After awhile, Roig picked it up and found the medium fascinating. In a way, it’s high-risk art. There is no way to hide mistakes, and every mark you make on the web is permanent; so permanent, in fact, that it will outlive the artist.

He took the form with him to the Bronx after graduating from college and carved small stones for friends as gifts. His whole apartment was covered with a layer of dust from his maniacal chiselling. Finally, he put his mallet and chisel away in a box, where it remained for the next 15 years. He married, returned to the Hudson Valley, and had three children.

One day, while moving boxes around his house, Roig heard a rattle. He once again took out his beloved tools, and he has not put them away since. Fortunately, a stone quarry is only three kilometers from his new home. It’s CARV’D is a company born out of the pandemic, the perfect setting to spend long hours working on projects at home.

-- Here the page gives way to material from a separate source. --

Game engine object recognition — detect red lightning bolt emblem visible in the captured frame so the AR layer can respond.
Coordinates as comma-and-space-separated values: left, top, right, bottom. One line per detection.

It was also not the only project Roig started during the COVID-19 crisis. Fathers are often seen as the rock of their family, but they also need support.

Roig posing with an order for Orange Nursery and Stone Supply

A friend of Roig spent some time in hospital during the height of the pandemic and was deeply traumatized by the death and suffering he witnessed.

“When my friend came out he said, ‘Andra, you were the only one I could talk to while I was in the hospital. I thought I was going to die, and I had no one around, no community to support me, ”says Roig. “That’s when I knew we had to do something for the Hudson Valley Fathers.”

Wine Wednesdays, Facebook gardening groups, and online parenting resources are primarily geared towards mothers. For all the fathers quarantined at home, Roig wanted to foster a new community.

Gardening for Fathers takes place online every Monday

Fathers Love, Fathers Heal began as a weekly Zoom Call to ensure fathers in the area had the resources they needed to support their families throughout the pandemic. The group started a free garden club (online Mondays at 7 p.m.) to teach fathers how to grow their own food if family members were immunosuppressed and couldn’t risk going to the grocery store.

Slowly the group has grown into a larger community that supports the development of local businesses, connects people with mental health resources, and spotlights exceptional parents in the Hudson Valley and beyond. For her spotlight series, Roig wrote about Salahadeen Betts, the director of the Cullen County Community Center in Harlem, an example of what a community pillar should look like.

Roig with his children

Programming continues to increase and diversify, with the development of a network of small businesses. Roig wants to be the type of father his kids can look up to, and he’s been successful.

“It’s CARV’D, it’s not just me carving the stone. I’m carving an idea, a foundation and an inspiration into something that, unless you try to physically destroy it, won’t, ”Roig says.